3 CALCE University of Maryland, College Park, MD 20742, USA.
For more information about this article and related research, please contact Prof. Michael Pecht.
Abstract:
Remaining useful life (RUL) prediction is a crucial aspect of the prognostics health management of lithium-ion batteries (LIBs). Owing to the influence of resampling technology, particle degradation is often observed in the particle filter-based RUL prediction of LIBs, resulting in a low prediction accuracy and large uncertainty. In this paper, a novel particle flow filter with the grey model method (GM-PFF) is proposed to forecast the RUL and state of health of batteries.
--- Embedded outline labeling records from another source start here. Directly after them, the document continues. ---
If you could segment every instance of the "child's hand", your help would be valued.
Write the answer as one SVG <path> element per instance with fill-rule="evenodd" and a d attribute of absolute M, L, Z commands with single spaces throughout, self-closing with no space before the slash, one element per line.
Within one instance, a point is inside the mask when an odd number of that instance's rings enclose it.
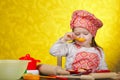
<path fill-rule="evenodd" d="M 70 40 L 73 40 L 74 38 L 75 38 L 75 34 L 73 32 L 68 32 L 64 35 L 62 40 L 63 41 L 70 41 Z"/>

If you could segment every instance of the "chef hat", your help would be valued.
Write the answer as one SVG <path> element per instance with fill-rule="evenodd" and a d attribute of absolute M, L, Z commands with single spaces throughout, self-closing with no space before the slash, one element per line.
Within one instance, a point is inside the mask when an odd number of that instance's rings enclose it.
<path fill-rule="evenodd" d="M 93 36 L 96 35 L 97 30 L 102 26 L 103 23 L 101 20 L 85 10 L 74 11 L 70 22 L 71 29 L 75 27 L 83 27 L 86 28 Z"/>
First, the least squares method is employed to obtain the initial values for double exponential empirical model parameters. Subsequently, the grey model is used to predict the current cycle capacity of LIBs as an observation value for the particle flow filter, solving the inaccurate estimation problem of the state of particle flow filter observation values, and the particle flow filter method is employed to update model parameters. Finally, a test dataset is divided into early, middle, and late stages to predict the RUL of LIBs and obtain the probability distributions. On the CALCE and NASA PCoE LIB dataset, GM-PFF reduces RMSE by 1% compared to PFF, exhibiting a higher prediction accuracy and effectively addressing the particle degradation problem.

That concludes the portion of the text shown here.